Die Botschafterin der bei dem Konflikt sehr aktiven Vereinigten Arabischen Emirate sprach angesichts der Einigung auf die Resolution von einem ersten überfälligen Schritt: »Die VAE sind jedoch weiterhin entschlossen, auf einen dauerhaften humanitären Waffenstillstand hinzuarbeiten. Dieses dringende Ziel dürfen wir nicht aus den Augen verlieren«, sagte Lana Zaki Nusseibih.
Der Direktor der Menschenrechtsorganisation Human Rights Watch, Louis Charbonneau, schrieb auf X (vormals Twitter), die Resolution sollte »ein Weckruf für die israelischen Behörden sein, dass die weltweite Besorgnis, sogar unter ihren Verbündeten, groß ist«. Endlich hätten die USA aufgehört, den Sicherheitsrat zum Thema Israel und Palästina »zu lähmen, so dass diese Resolution zur Notlage der Kinder in Gaza vorankommen konnte«.
Auf dem Weltsicherheitsrat lag immenser Druck, nach Wochen der Verhandlungen um eine gemeinsame Position zu handeln.
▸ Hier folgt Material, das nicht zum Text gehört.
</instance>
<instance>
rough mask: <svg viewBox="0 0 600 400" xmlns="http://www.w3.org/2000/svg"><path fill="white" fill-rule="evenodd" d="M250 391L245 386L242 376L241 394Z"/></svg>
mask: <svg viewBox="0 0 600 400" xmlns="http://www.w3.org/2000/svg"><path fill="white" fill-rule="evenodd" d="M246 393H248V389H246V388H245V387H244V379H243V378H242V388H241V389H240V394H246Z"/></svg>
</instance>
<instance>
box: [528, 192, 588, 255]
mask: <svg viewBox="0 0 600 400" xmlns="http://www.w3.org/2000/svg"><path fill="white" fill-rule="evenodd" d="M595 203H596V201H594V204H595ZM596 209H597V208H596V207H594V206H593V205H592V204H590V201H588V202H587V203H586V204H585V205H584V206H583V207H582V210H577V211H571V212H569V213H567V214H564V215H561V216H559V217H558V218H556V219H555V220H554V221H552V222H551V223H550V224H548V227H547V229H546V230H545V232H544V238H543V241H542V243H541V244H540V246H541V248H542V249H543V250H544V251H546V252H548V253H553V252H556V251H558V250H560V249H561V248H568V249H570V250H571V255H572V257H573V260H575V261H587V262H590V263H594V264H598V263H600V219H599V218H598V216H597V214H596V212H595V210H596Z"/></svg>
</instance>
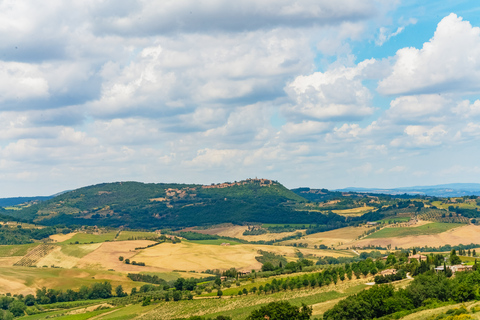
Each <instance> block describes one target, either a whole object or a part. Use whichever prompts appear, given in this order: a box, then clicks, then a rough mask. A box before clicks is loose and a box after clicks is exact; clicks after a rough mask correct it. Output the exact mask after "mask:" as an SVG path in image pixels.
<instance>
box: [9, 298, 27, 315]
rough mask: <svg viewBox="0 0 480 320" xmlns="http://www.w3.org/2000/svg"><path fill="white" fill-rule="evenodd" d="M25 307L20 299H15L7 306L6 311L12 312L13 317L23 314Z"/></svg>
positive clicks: (24, 309) (25, 305) (24, 311)
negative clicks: (16, 299) (8, 305)
mask: <svg viewBox="0 0 480 320" xmlns="http://www.w3.org/2000/svg"><path fill="white" fill-rule="evenodd" d="M25 309H27V306H26V305H25V303H23V302H22V301H20V300H15V301H13V302H12V303H10V305H9V306H8V311H10V312H11V313H13V315H14V316H15V317H20V316H23V315H25Z"/></svg>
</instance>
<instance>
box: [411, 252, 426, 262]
mask: <svg viewBox="0 0 480 320" xmlns="http://www.w3.org/2000/svg"><path fill="white" fill-rule="evenodd" d="M412 259H417V260H418V262H421V261H427V256H424V255H421V254H414V255H413V256H410V257H408V263H410V262H411V261H412Z"/></svg>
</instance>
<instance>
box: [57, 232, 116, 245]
mask: <svg viewBox="0 0 480 320" xmlns="http://www.w3.org/2000/svg"><path fill="white" fill-rule="evenodd" d="M116 235H117V233H116V232H108V233H102V234H91V233H77V234H75V235H74V236H73V237H71V238H70V239H68V240H65V242H68V243H70V242H72V243H75V242H77V241H78V243H95V242H104V241H112V240H113V239H115V236H116Z"/></svg>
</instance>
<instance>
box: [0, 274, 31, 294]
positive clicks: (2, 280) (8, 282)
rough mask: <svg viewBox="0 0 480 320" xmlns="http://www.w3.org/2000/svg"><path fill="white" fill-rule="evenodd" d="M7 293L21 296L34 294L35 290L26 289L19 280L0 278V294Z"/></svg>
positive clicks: (19, 280)
mask: <svg viewBox="0 0 480 320" xmlns="http://www.w3.org/2000/svg"><path fill="white" fill-rule="evenodd" d="M8 292H10V293H12V292H14V293H21V294H23V295H27V294H35V290H34V289H33V288H29V287H27V286H26V285H25V284H24V283H23V281H21V280H13V279H6V278H3V277H0V294H6V293H8Z"/></svg>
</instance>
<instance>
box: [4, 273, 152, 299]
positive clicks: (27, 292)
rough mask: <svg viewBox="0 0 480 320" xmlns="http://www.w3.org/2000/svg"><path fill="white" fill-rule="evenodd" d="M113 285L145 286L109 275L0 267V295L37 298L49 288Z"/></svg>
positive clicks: (133, 286) (114, 286)
mask: <svg viewBox="0 0 480 320" xmlns="http://www.w3.org/2000/svg"><path fill="white" fill-rule="evenodd" d="M105 280H108V281H111V283H112V286H113V287H115V286H118V285H119V284H121V285H122V286H123V288H124V290H128V291H129V290H131V288H133V287H139V286H141V285H143V284H144V283H143V282H134V281H131V280H130V279H129V278H127V276H126V275H125V274H122V273H118V272H109V271H98V270H82V269H61V268H31V267H16V268H2V267H0V294H4V293H6V292H10V293H12V294H20V293H21V294H24V295H25V294H35V291H36V289H39V288H42V287H47V288H55V289H62V290H66V289H74V290H77V289H79V288H80V287H81V286H82V285H86V286H90V285H92V284H93V283H96V282H103V281H105Z"/></svg>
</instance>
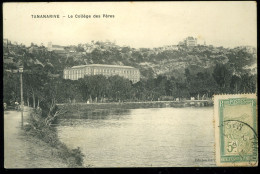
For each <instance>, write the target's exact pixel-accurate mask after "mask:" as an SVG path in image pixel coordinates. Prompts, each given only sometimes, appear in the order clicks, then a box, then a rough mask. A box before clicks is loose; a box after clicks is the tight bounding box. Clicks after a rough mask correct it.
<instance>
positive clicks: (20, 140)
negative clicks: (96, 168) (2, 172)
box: [4, 108, 83, 168]
mask: <svg viewBox="0 0 260 174" xmlns="http://www.w3.org/2000/svg"><path fill="white" fill-rule="evenodd" d="M35 114H36V113H35V112H34V111H33V109H31V108H27V109H26V110H25V112H24V127H23V129H22V128H21V115H20V112H17V111H7V112H5V146H4V147H5V148H4V149H5V168H67V167H83V166H82V163H83V154H82V153H81V151H80V149H79V148H76V149H69V148H68V147H67V146H66V145H65V144H63V143H61V142H60V140H59V139H58V136H57V131H56V129H55V128H53V127H49V126H45V125H44V124H42V123H43V119H42V118H41V117H38V118H36V117H37V115H35ZM35 118H36V119H35Z"/></svg>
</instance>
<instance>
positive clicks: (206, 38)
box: [3, 2, 257, 48]
mask: <svg viewBox="0 0 260 174" xmlns="http://www.w3.org/2000/svg"><path fill="white" fill-rule="evenodd" d="M3 13H4V14H3V19H4V26H3V27H4V38H7V39H9V40H11V41H17V42H18V43H23V44H25V45H29V44H30V43H31V42H33V43H37V44H41V43H43V44H44V45H45V46H46V45H47V43H48V42H49V41H52V43H53V44H58V45H64V46H65V45H74V44H76V45H77V44H79V43H87V42H90V41H91V40H95V41H97V40H103V41H105V40H110V41H116V43H117V44H118V45H121V46H122V45H129V46H131V47H136V48H139V47H150V48H152V47H159V46H164V45H173V44H178V42H179V41H181V40H183V39H184V38H185V37H187V36H194V37H197V38H198V42H199V43H201V44H203V43H204V41H206V44H207V45H209V44H212V45H214V46H224V47H235V46H240V45H250V46H256V45H257V35H256V33H257V27H256V21H257V19H256V3H255V2H133V3H130V2H112V3H111V2H110V3H104V2H92V3H90V2H87V3H83V2H78V3H69V2H66V3H64V2H63V3H6V4H4V5H3ZM44 14H49V15H56V14H59V15H60V18H59V19H35V18H32V17H31V15H44ZM75 14H86V15H91V16H92V17H93V15H95V14H96V15H100V16H101V18H99V19H94V18H90V19H85V18H81V19H79V18H77V19H76V18H75ZM103 14H108V15H114V18H110V19H109V18H102V15H103ZM68 15H73V16H74V18H72V19H69V18H68V17H67V16H68ZM63 16H65V17H63Z"/></svg>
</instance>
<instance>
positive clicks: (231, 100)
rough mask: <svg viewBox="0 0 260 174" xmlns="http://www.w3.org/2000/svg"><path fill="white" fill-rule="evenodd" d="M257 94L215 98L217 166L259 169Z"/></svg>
mask: <svg viewBox="0 0 260 174" xmlns="http://www.w3.org/2000/svg"><path fill="white" fill-rule="evenodd" d="M257 119H258V118H257V97H256V94H241V95H215V96H214V121H215V152H216V165H217V166H257V165H258V133H257Z"/></svg>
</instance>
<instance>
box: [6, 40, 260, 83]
mask: <svg viewBox="0 0 260 174" xmlns="http://www.w3.org/2000/svg"><path fill="white" fill-rule="evenodd" d="M71 50H73V51H71ZM256 60H257V59H256V49H255V48H251V47H237V48H234V49H229V48H223V47H213V46H196V47H185V46H178V48H177V49H171V47H167V46H165V47H160V48H153V49H149V48H140V49H135V48H131V47H127V46H123V47H121V46H118V45H115V44H114V43H111V42H99V41H97V42H94V41H92V43H91V44H79V45H78V46H67V47H66V48H65V51H64V53H63V54H60V53H59V52H55V51H47V48H46V47H44V46H37V45H34V44H32V45H31V46H30V47H25V46H24V45H17V44H12V43H9V44H8V45H6V46H5V47H4V69H6V70H7V69H8V70H12V69H17V68H16V67H17V65H18V64H21V63H23V64H24V68H25V70H26V69H28V70H29V69H32V68H33V69H34V68H36V67H39V68H41V69H43V70H45V71H46V72H49V73H52V74H59V75H62V71H63V69H64V68H65V67H71V66H74V65H83V64H92V63H93V64H114V65H126V66H133V67H136V68H139V69H140V72H141V78H144V79H147V78H149V77H157V76H158V75H166V76H174V77H177V78H178V77H179V78H182V77H183V75H184V72H185V69H186V68H187V69H189V70H190V72H191V73H193V74H197V73H198V72H205V71H207V72H210V73H211V72H212V71H213V68H214V67H215V65H216V64H227V65H228V66H229V67H230V68H232V72H233V74H236V75H239V76H240V75H242V74H246V73H249V74H256Z"/></svg>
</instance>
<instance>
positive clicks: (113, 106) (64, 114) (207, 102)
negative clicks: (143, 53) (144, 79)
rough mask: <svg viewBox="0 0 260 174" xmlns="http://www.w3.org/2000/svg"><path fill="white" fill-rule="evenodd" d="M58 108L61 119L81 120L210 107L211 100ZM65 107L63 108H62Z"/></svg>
mask: <svg viewBox="0 0 260 174" xmlns="http://www.w3.org/2000/svg"><path fill="white" fill-rule="evenodd" d="M57 106H58V107H59V108H66V110H67V112H66V114H64V115H63V118H69V117H73V118H75V117H76V118H82V117H84V118H85V117H89V116H106V115H109V114H120V113H125V112H128V109H139V108H170V107H172V108H183V107H210V106H213V101H212V100H186V101H150V102H120V103H88V104H87V103H73V104H71V103H70V104H57ZM64 106H65V107H64Z"/></svg>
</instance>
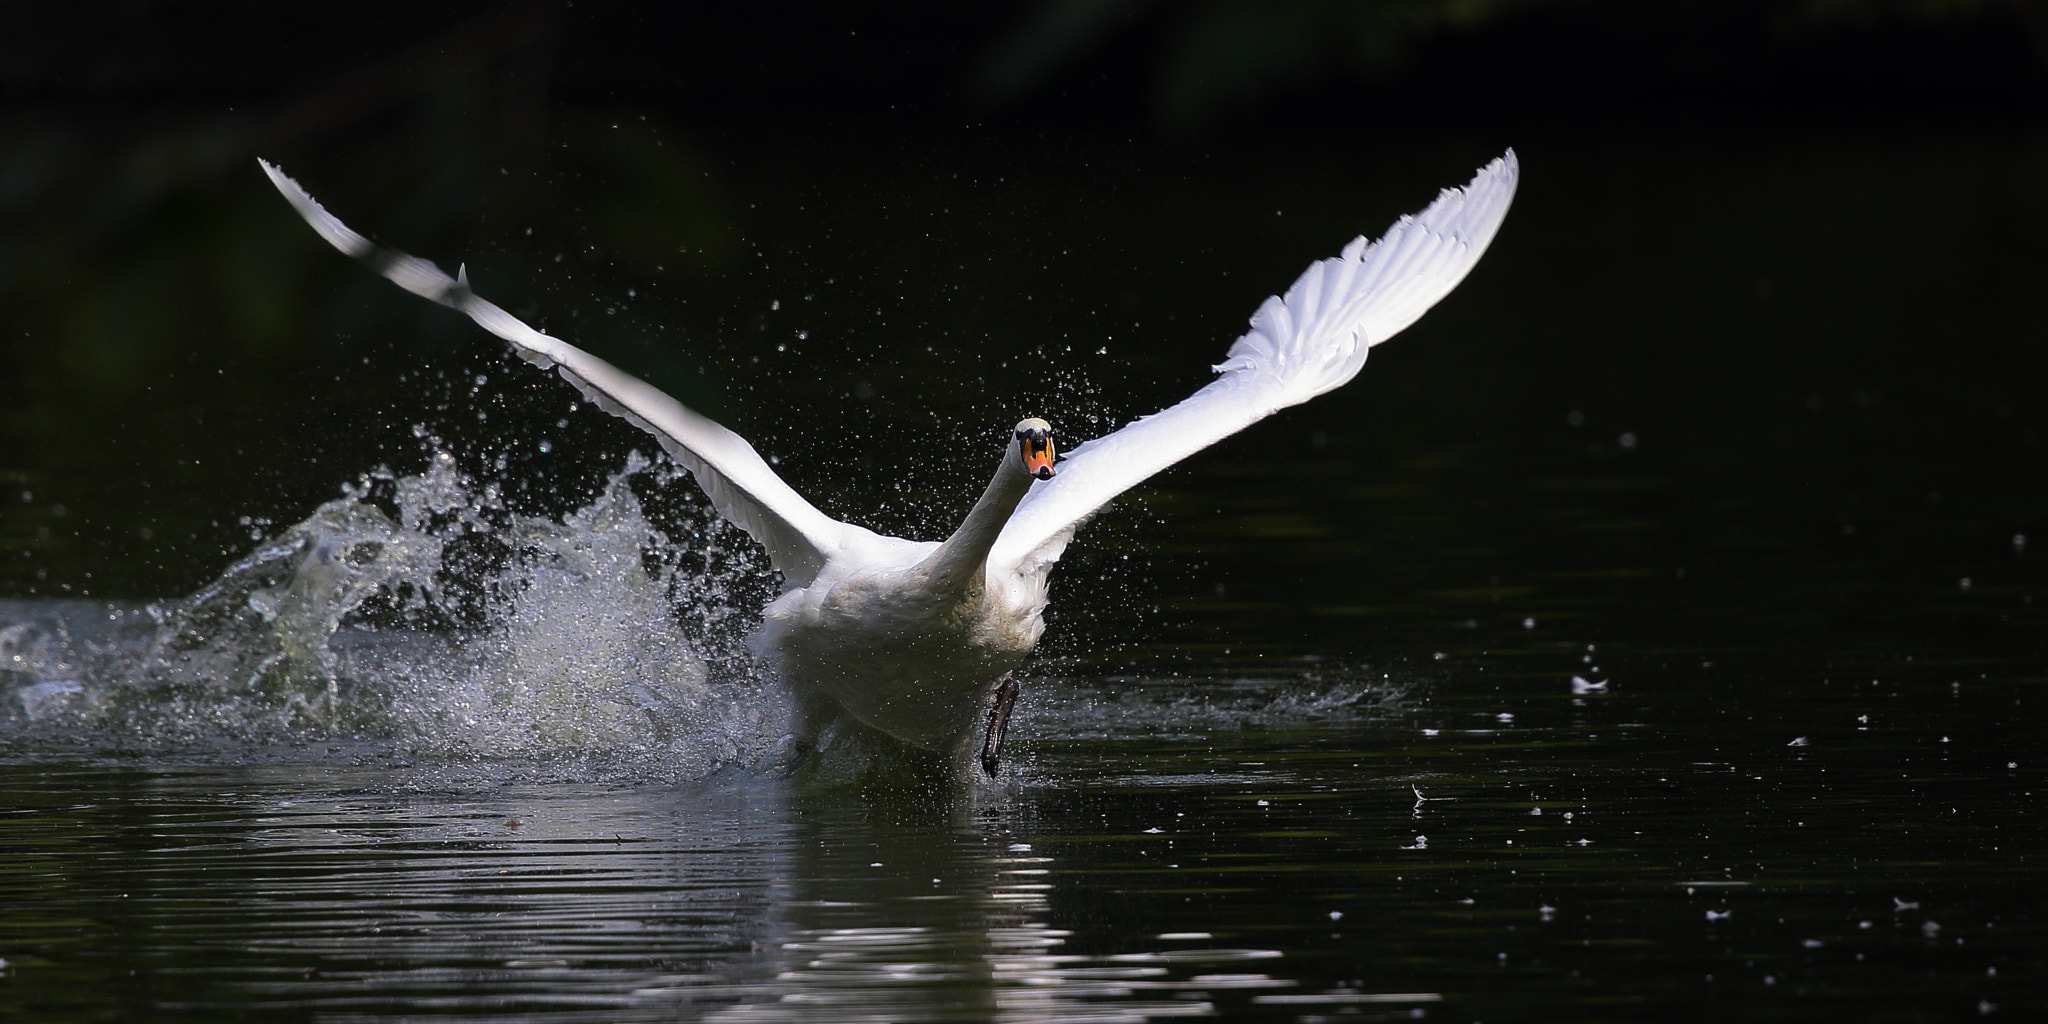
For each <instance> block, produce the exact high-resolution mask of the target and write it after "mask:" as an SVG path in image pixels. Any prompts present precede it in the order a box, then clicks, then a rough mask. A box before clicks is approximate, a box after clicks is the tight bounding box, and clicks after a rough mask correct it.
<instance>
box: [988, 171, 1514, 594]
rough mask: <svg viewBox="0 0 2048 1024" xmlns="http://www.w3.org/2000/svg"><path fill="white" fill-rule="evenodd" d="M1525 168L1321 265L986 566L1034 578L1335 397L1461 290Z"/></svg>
mask: <svg viewBox="0 0 2048 1024" xmlns="http://www.w3.org/2000/svg"><path fill="white" fill-rule="evenodd" d="M1518 176H1520V166H1518V162H1516V152H1513V150H1509V152H1507V154H1503V156H1501V158H1499V160H1495V162H1491V164H1487V166H1485V168H1479V174H1475V176H1473V180H1470V182H1468V184H1466V186H1464V188H1444V193H1442V195H1438V197H1436V203H1430V207H1427V209H1423V211H1421V213H1417V215H1411V217H1401V219H1399V221H1395V223H1393V227H1389V229H1386V233H1384V236H1380V240H1378V242H1368V240H1366V238H1364V236H1360V238H1356V240H1352V244H1350V246H1346V248H1343V252H1341V254H1339V256H1333V258H1327V260H1317V262H1313V264H1309V270H1307V272H1303V274H1300V279H1298V281H1294V287H1290V289H1288V291H1286V297H1278V295H1276V297H1272V299H1266V303H1264V305H1260V311H1257V313H1253V315H1251V332H1247V334H1245V336H1243V338H1239V340H1237V344H1233V346H1231V350H1229V352H1227V354H1225V358H1223V362H1221V365H1219V367H1217V373H1219V377H1217V379H1214V381H1210V383H1208V385H1206V387H1202V389H1200V391H1196V393H1194V395H1190V397H1188V399H1184V401H1180V403H1178V406H1171V408H1167V410H1161V412H1155V414H1151V416H1145V418H1141V420H1137V422H1133V424H1128V426H1124V428H1122V430H1118V432H1114V434H1108V436H1100V438H1096V440H1090V442H1085V444H1081V446H1077V449H1073V453H1071V455H1069V457H1067V459H1065V461H1063V463H1061V465H1059V475H1057V477H1053V479H1049V481H1040V483H1034V485H1032V489H1030V494H1026V496H1024V502H1022V504H1020V506H1018V510H1016V514H1012V516H1010V522H1008V524H1006V526H1004V532H1001V537H999V539H997V541H995V551H991V553H989V563H991V567H993V565H1004V567H1014V569H1016V571H1018V573H1022V575H1036V573H1042V571H1047V569H1049V567H1051V563H1053V561H1055V559H1059V555H1061V551H1065V547H1067V541H1069V539H1073V530H1075V528H1077V526H1079V524H1081V520H1085V518H1087V516H1092V514H1094V512H1096V510H1100V508H1102V506H1104V504H1108V502H1110V500H1112V498H1116V496H1118V494H1122V492H1126V489H1130V487H1133V485H1137V483H1141V481H1143V479H1147V477H1151V475H1153V473H1157V471H1161V469H1165V467H1169V465H1174V463H1178V461H1182V459H1186V457H1190V455H1194V453H1198V451H1202V449H1206V446H1210V444H1214V442H1219V440H1223V438H1227V436H1231V434H1235V432H1239V430H1243V428H1247V426H1251V424H1255V422H1260V420H1264V418H1268V416H1272V414H1276V412H1280V410H1284V408H1288V406H1298V403H1303V401H1309V399H1311V397H1315V395H1321V393H1323V391H1329V389H1335V387H1341V385H1343V383H1348V381H1350V379H1352V377H1358V371H1360V369H1362V367H1364V365H1366V352H1368V350H1370V348H1372V346H1374V344H1380V342H1384V340H1386V338H1393V336H1395V334H1399V332H1401V330H1403V328H1407V326H1409V324H1413V322H1415V319H1417V317H1421V315H1423V313H1425V311H1427V309H1430V307H1432V305H1436V303H1438V299H1442V297H1444V295H1448V293H1450V289H1454V287H1458V283H1460V281H1464V274H1466V272H1470V268H1473V264H1475V262H1479V256H1481V254H1483V252H1487V244H1489V242H1493V233H1495V231H1499V227H1501V219H1503V217H1505V215H1507V205H1509V203H1511V201H1513V197H1516V180H1518Z"/></svg>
Bis zum Mittwoch waren Entwürfe unter anderem aber an den Vetos der USA auf der einen Seite sowie Russlands und Chinas auf der anderen Seite gescheitert. Eine deutlich Israel-kritischere Resolution hatte die UN-Vollversammlung mit seinen 193 Mitgliedern Ende Oktober mit großer Mehrheit beschlossen. Deutschland hatte sich damals enthalten. Dieser Beschluss war völkerrechtlich nicht bindend.